Autonomisation des femmes : Formalisation des associations, accès aux ressources. Le REFEMKA souhaite des réponses concrètes face à toutes ces problématiques.

A l’instar de toute la communauté internationale, le réseau des femmes mutualistes de Kaolack a célébré la journée internationale des femmes ce 26 mars 2025.Le REFEMKA a été mis en place en 2022.Madame Lobé CISSOKHO qui est la présidente de cette organisation revient sur les principaux objectifs du REFEMKA : « Ce réseau avait pour mission la massification au niveau des mutuelles de santé. » a- t-elle précisé avant de poursuivre « Mais on s’est rendu compte que ce réseau a beaucoup de missions connexes. La mission première c’était une mission de protection sociale, l’accès aux services sociaux de base mais aussi la massification au niveau des mutuelles de santé. »

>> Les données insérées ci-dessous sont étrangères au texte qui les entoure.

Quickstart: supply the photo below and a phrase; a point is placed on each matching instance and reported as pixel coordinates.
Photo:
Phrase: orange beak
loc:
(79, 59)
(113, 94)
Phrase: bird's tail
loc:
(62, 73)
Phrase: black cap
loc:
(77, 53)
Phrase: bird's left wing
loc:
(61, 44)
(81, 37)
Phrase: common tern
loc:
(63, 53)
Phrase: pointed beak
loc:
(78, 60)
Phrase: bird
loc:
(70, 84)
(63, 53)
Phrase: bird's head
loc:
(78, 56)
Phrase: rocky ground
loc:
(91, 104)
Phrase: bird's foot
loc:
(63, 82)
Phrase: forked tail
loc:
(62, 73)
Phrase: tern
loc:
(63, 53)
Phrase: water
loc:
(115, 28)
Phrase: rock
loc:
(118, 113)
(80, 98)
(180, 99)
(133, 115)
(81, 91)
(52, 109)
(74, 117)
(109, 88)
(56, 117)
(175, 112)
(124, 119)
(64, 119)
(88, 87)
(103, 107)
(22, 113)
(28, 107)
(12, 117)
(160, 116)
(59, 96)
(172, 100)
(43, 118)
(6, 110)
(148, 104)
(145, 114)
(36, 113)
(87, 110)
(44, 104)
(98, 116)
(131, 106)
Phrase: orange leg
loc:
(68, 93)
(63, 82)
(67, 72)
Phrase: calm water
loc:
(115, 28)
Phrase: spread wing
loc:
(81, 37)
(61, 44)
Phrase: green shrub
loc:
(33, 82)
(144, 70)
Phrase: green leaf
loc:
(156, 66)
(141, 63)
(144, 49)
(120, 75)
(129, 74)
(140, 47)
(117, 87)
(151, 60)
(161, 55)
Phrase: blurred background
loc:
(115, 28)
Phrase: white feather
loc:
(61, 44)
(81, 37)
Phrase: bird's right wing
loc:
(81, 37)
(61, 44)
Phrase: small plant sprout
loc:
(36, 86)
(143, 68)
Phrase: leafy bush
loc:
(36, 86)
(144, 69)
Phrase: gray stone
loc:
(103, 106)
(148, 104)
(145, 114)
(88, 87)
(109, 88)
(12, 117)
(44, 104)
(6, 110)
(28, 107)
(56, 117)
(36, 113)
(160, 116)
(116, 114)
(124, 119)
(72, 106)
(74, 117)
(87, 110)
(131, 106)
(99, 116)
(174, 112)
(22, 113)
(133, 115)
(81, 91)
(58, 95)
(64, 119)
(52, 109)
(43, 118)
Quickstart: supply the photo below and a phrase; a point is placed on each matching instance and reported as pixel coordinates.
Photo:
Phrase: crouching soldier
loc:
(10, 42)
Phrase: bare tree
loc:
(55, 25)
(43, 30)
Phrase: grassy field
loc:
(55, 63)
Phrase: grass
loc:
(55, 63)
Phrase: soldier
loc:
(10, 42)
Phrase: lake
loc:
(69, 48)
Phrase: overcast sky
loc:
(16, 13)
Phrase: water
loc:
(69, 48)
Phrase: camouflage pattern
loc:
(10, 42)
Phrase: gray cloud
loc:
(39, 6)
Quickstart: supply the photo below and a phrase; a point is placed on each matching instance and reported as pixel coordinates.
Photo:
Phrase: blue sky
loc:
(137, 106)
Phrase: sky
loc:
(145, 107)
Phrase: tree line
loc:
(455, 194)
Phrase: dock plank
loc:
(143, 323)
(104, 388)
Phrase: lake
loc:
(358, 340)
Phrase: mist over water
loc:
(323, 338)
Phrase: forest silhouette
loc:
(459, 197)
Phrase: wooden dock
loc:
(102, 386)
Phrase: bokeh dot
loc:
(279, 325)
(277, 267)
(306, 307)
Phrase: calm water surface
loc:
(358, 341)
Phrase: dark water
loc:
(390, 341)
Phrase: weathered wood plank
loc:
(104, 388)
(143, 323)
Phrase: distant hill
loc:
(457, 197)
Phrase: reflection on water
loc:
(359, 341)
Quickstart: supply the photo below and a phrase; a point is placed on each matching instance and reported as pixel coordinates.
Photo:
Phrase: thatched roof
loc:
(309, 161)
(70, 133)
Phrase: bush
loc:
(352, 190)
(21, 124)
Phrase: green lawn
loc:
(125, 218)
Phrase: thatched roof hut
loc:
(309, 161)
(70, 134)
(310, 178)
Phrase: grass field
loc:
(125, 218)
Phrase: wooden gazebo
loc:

Cette année aussi , le REFEMKA n’a pas été en reste pour l’organisation de cette journée dédiée aux femmes du monde entiers « Nous avions organisé l’année dernière la journée du 08 Mars mais avec une thématique asses différente parce que dans ce cadre la nous avions parlé du plaidoyer concernant surtout les pathologies dont souffrent certaines femmes mais qui ne sont pas prises en charge par l’état à savoir le cancer du col de l’utérus et le cancer du sein. Le plaidoyer a porté ses fruits avec la subvention de ces pathologies » se félicite madame Lobé CISSOKHO qui souligne l’importance du thème abordé à la tenue de cette troisième édition « Les thématiques proviennent du besoin quotidien des femmes d’autant plus que la plupart d’entre elles s’activent dans des activités génératrices de revenues dans le secteur de l’économie informelle. Toutefois elles peinent à réaliser convenablement leur travail faute de financement. Nous approuvons l’idée de l’autonomisation des femmes mais encore que cela soit adossée sur deux leviers à savoir le levier de la formalisation et l’accès aux financements. Nous savons pertinemment que l’état est entrain de mettre en place plusieurs instruments de financement, plusieurs instruments techniques concernant la formation mais ces instruments sont limités. » se désole la présidente du REFEMKA Lobé CISSOKHO.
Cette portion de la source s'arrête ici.